The “output” system is about how your conscious thoughts are expressed to the outside world. This can be relatively literal: e.g. if you’re drawing, typically you’re in your visual output system; if you’re singing or making music, your output system is auditory; dancing or gesturing, you’re utilizing your kinesthetic output system. But less obviously it expresses itself in how you verbalize your thoughts. If your primary conscious system currently is visual, you’ll describe how things look (”the beach was beautiful, the golden sand against the deep blue of the ocean”,) and use language like “I see” and “look”. If it’s kinesthetic, you will describe how things feel (”the beach was beautiful, the clear air and the warmth of the sun on my skin”,) talk about sensations, and use language like “I feel”, “get a grip”, etc. Finally, if it’s auditory, you will be talking about how things sound (”the beach was beautiful, the crash of the waves was so relaxing”,) be very wordy in your descriptions, and use language like “that sounds like”, “I hear you”, etc.

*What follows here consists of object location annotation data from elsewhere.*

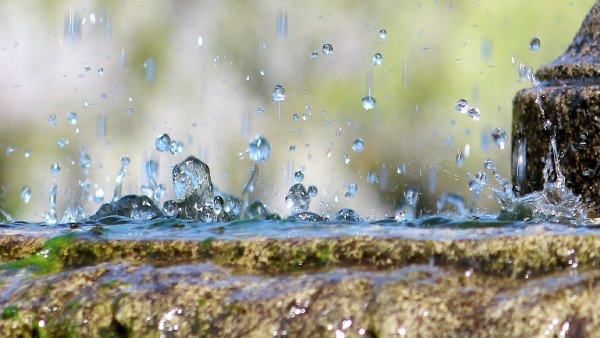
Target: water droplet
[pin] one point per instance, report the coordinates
(62, 142)
(372, 178)
(369, 102)
(535, 44)
(163, 143)
(327, 49)
(499, 137)
(352, 188)
(312, 191)
(462, 106)
(278, 93)
(85, 161)
(259, 149)
(191, 178)
(460, 159)
(378, 59)
(52, 120)
(72, 118)
(54, 169)
(358, 145)
(297, 199)
(474, 113)
(26, 194)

Typically (Heller says) a well adjusted person will be using all of the systems every day, as the situation demands, but not unoften people will encounter a problem in one of the systems and either avoid using it, or get stuck in it. These are pretty fundamental to Heller’s methods, his primary applications being gaining rapport with his clients (he’s a working hypnotherapist), and deciding how to present the metaphors needed to explore the unconscious processes.